Taylor: Seeing bigger picture in a tiny fragment

All these people had one thing in common—an ability to look at the part and see the whole.

Everyone knows that Isaac Newton discovered the theory of gravity when an apple fell on his head.

Whether the story is factually true or largely mythical, the event caused him to wonder why that apple should fall down, not up. From his wondering emerged a fuller understanding of how the universe hangs together.

Physicist Frithof Capra looked at a beach, and saw the Dance of Shiva—the cycle of creation and destruction—taking place.

Mystic Julian of Norwich looked at a humble hazelnut and realized that it encapsulated her theology of God’s relationship with humans.

Poet William Blake wrote:

To see a world in a grain of sand,

And a heaven in a wild flower,

Hold infinity in the palm of your hand,

And eternity in an hour.

All these people had one thing in common—an ability to look at the part and see the whole.

Not everyone can do it.

At a men’s breakfast recently, the program organizer asked participants to describe a single significant event that had influenced the rest of their lives. Several in the group—I wasn’t keeping count—couldn’t do it.

They had certainly had significant events in their lives. But they didn’t seem able to isolate one part that revealed the whole. They had to tell their whole life story—abbreviated, of course, but still starting from “I was born in….”

They were like tourists who have to include the full spread of a city, the prairies, the mountains, into a single photograph.

And yet a close-up of dew on a single rose may document the beauty of a garden better than a picture of the whole spread. Stiletto heels clicking on a sidewalk may say as much about a city as a panorama of soaring office towers.

The concept of part and whole has been popularized recently by holographic images and fractals.

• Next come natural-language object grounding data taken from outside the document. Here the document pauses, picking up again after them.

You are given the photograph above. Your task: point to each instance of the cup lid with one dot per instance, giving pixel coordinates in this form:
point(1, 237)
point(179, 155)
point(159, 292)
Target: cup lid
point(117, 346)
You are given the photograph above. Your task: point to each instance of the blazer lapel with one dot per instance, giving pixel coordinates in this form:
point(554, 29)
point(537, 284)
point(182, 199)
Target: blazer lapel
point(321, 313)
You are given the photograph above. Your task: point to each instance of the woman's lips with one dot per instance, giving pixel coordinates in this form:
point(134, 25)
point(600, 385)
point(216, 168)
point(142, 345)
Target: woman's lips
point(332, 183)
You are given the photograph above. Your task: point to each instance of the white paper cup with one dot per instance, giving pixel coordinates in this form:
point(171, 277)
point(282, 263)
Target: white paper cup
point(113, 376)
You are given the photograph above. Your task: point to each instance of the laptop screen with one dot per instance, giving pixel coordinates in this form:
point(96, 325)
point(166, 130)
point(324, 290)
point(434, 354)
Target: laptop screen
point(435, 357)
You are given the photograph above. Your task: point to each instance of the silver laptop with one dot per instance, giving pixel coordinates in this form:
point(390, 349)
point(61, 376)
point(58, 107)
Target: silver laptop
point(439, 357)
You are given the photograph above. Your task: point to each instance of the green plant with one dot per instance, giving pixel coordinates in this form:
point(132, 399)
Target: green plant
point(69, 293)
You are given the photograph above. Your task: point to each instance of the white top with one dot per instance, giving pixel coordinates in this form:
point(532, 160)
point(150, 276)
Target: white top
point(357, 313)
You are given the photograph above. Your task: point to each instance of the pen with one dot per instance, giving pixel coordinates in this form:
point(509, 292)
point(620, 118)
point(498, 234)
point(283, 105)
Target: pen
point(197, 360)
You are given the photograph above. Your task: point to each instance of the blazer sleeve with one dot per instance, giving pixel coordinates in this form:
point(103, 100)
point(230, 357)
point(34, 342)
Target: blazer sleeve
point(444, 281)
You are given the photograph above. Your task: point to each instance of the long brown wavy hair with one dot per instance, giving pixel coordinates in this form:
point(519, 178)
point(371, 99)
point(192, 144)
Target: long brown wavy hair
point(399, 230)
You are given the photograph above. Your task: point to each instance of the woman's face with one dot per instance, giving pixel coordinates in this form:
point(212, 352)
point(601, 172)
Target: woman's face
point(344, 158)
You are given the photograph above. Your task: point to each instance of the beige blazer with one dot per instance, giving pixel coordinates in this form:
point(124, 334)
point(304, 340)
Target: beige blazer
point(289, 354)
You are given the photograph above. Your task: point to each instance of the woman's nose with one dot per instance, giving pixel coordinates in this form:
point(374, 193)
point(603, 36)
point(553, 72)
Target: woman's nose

If you cut an ordinary photograph into smaller bits, all you have is fragments, like the pieces of a jigsaw puzzle. No single piece contains the entire image.

But if you break the carrier of a holographic image into pieces, you will still have the whole image in each piece—not as sharp as the original, but recognizably complete.

Fractals do the same, but mathematically. No matter how finely you zoom in on the output of the formula, the pattern recurs. It doesn’t necessarily repeat. Each iteration is not identical. But each is recognizably part of a coherent whole.

Fractals have no beginning. And no end point. They just are.

Newton and Capra, Julian and Blake, created the equivalent of fractals and holographs with words and ideas, long before such things were technically possible.

So did Jesus of Nazareth, in his parables. Scholars and preachers have developed infinite interpretations of each parable. But perhaps, like fractals or holographs, they are all small representations of the same theme: “This is the way you should live.”

Early Christians were known as people of The Way.

But if Blake makes no sense to you, Jesus probably won’t either.